El parqué
Continúan los máximos
El último día de Feria siempre tiene un sabor distinto. Málaga entera parece haberse citado para exprimir las últimas horas de fiesta, como si nadie quisiera reconocer que el verano también empieza a dar la vuelta a su reloj. Y es que las despedidas siempre son difíciles. La Calle Larios se convierte en un río humano, todos felices, queriendo disfrutar de los últimos instantes. En la plaza de la Constitución, los cantes por flamenco se entrelazan con las guitarras, y las palmas marcan un compás que parece no querer acabarse nunca.
Allí, la estampa se repite de metro en metro: el vino dulce corre de mano en mano, mientras los verdiales ponen banda sonora a las últimas horas de celebración. "Aquí se siente la Málaga auténtica, la de siempre, la que canta y baila a plena luz del día", comenta una mujer mayor a su grupo de amigos a la sombra, mientras palmean al ritmo de la panda de verdiales.
A unos kilómetros de distancia, el Real se despereza con un aire festivo que se resiste a apagarse, como si todos los amantes de la feria quisieran detener el tiempo y prolongar un poco más la magia de su semana grande. Porque la Feria de Málaga, incluso cuando ya se intuye su adiós, sigue siendo un festival lleno de música y vida.
Las casetas se llenan pronto, con brindis que suenan a una promesa de volver a repetir el año que viene. Amigos que llevan toda la semana encontrándose vuelven a abrazarse, a bailar como si no hubiera un mañana, a pedir otro plato de paella, como si no hubieran sido suficientes las raciones gratis de toda la semana. Cada mesa, a mediodía, es una celebración y, entre los manteles con lunares y las copas de vino dulce, se alarga la conversación de quienes saben que después solo quedarán anécdotas.

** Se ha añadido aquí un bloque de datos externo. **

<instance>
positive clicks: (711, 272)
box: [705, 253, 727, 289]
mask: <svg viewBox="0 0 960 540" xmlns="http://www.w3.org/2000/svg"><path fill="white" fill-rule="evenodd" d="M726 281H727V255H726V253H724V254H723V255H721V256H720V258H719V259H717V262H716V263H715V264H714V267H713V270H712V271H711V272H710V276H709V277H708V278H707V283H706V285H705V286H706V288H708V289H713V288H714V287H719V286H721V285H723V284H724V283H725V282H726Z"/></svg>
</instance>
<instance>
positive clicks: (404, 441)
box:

El calor, aún persistente con el bochorno propio de las últimas semanas de agosto, obliga a refugiarse bajo los toldos y dejar que la tarde pase despacio. Los abanicos no cesan, batiendo el aire con energía, y en las avenidas las mujeres de lunares, los niños con globos y los caballos engalanados siguen componiendo ese cuadro que solo el Real sabe dibujar. A medida que cae la tarde, la Feria se vuelve un espacio más lleno. Se baila con más intensidad, se canta con más fuerza, y cada paso tiene algo de despedida.
En las calles se mezclan músicas distintas: un reguetón que se impone en una caseta joven, un flamenquito que resiste en otra, incluso la caseta de verdiales está llena de malagueños. Esa diversidad, que a veces sorprende a los más nostálgicos, es también la imagen viva de una Málaga abierta, capaz de rendirse a la tradición más pura y, al mismo tiempo, a los ritmos más actuales.
Los niños, ajenos a la palabra despedida, corren de un lado a otro y suben una y otra vez a las atracciones. Para ellos la Feria sigue siendo infinita, como lo fue alguna vez para quienes ahora miran el Real con ojos adultos, conscientes de que estas horas son las últimas. El Real, que ha sido casa de fiesta durante nueve días, empieza a despedirse lentamente. Pero la noche es joven y la Feria, como el verano, siempre encuentra la manera de regresar.